9.02.2013

two hundred. thirty seven.

[at the end of the day we turn our backs to the sun and walk towards the long shadows we cast.]

Just finished camping in Michigan. Let's go back already - yes? A few moments ago I finished dumping all of the sand out of my bag. Missing the water and the woods and sleeping in the hammock. We camped close to a road, but I still thought of that Wendell Berry poem:


Ask the world to reveal its quietude - 

not the silence of machines when they are still,
but the true quiet by which birdsongs,
trees, bellworts, snails, clouds, storms
become what they are, and nothing else.

Coming back to learning days. It is good and growing. All of my days are learning days, it seems. But I'm grateful, most grateful.


Back to work today. We have a table [fondly called The Kitchen Table] sitting at the front of the shop, and family sits there. Not related by blood, but family by familiarity - they've all been coming to the coffee shop for ages. They welcome newcomers and new staff and Margaret always introduces people to one another so that the family grows larger day by day.

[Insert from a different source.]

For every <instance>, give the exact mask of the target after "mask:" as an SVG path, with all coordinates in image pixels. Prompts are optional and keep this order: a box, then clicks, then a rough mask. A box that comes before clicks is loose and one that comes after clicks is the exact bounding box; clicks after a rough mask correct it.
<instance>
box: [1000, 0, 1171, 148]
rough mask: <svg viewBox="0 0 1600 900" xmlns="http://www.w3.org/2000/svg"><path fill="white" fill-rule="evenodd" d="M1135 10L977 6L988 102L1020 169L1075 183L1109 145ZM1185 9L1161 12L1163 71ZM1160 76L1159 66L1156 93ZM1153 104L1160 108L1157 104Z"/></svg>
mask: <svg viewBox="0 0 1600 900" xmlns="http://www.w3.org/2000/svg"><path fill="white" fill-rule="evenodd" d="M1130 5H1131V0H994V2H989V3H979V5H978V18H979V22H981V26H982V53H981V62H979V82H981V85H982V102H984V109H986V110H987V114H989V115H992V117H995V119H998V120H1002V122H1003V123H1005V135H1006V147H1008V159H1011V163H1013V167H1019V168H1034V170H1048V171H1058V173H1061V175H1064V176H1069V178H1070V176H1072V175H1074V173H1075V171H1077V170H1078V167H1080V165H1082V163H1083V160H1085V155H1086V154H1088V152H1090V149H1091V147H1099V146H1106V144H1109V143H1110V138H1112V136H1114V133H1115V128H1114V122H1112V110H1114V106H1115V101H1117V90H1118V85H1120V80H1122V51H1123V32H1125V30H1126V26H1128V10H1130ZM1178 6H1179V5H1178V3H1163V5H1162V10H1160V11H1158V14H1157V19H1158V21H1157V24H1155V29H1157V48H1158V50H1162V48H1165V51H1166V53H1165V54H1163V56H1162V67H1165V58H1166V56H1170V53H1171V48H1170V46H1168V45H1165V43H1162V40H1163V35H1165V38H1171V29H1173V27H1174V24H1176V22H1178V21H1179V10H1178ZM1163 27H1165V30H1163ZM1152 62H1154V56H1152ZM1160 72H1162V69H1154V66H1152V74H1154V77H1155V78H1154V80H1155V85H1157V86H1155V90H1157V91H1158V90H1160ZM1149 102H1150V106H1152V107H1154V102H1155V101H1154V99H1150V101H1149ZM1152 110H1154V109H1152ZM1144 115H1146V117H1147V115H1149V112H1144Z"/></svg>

It was sweet to come in today and see them again, curious to ponder the people that make places feel like home.

LASTLY.

Translated this from the aforementioned notes, if you're interested. It's a fragment of a much lengthier jumble of thoughts:
I was struck by many things in class, including a confirmation of my love for Ireland and all of its folklore. 
Additionally, we were discussing at one point how available Yeats was to emotion, to expression, to sorrow and that lovely melancholy. Part of that was due, I'm sure, to his mystical and occult interests. But the surprise comes when you consider his age - the knowledge and scope he was able to realize while still so young. 
I was reminded of the lecture at Newgrange, how the woman said we were so sanitized from death, so removed. We don't let it touch us. Yeats was always walking in the woods and among the people in those early years, listening to their stories. I daresay if we Americans did that today we'd gain quite a bit of knowledge as well. It's not necessarily, I think, that Yeats was some profoundly in-touch soul. Perhaps it's that our souls are so out of touch and so removed from the things that make us human and grant us experience & gravity & wisdom. We live for distractions & pleasures, placing ourselves in the midst of convenience, which lends no depth at all to our perception of the world. His genius is certainly to be lauded, but I think surprise at his experience points more towards our lack thereof.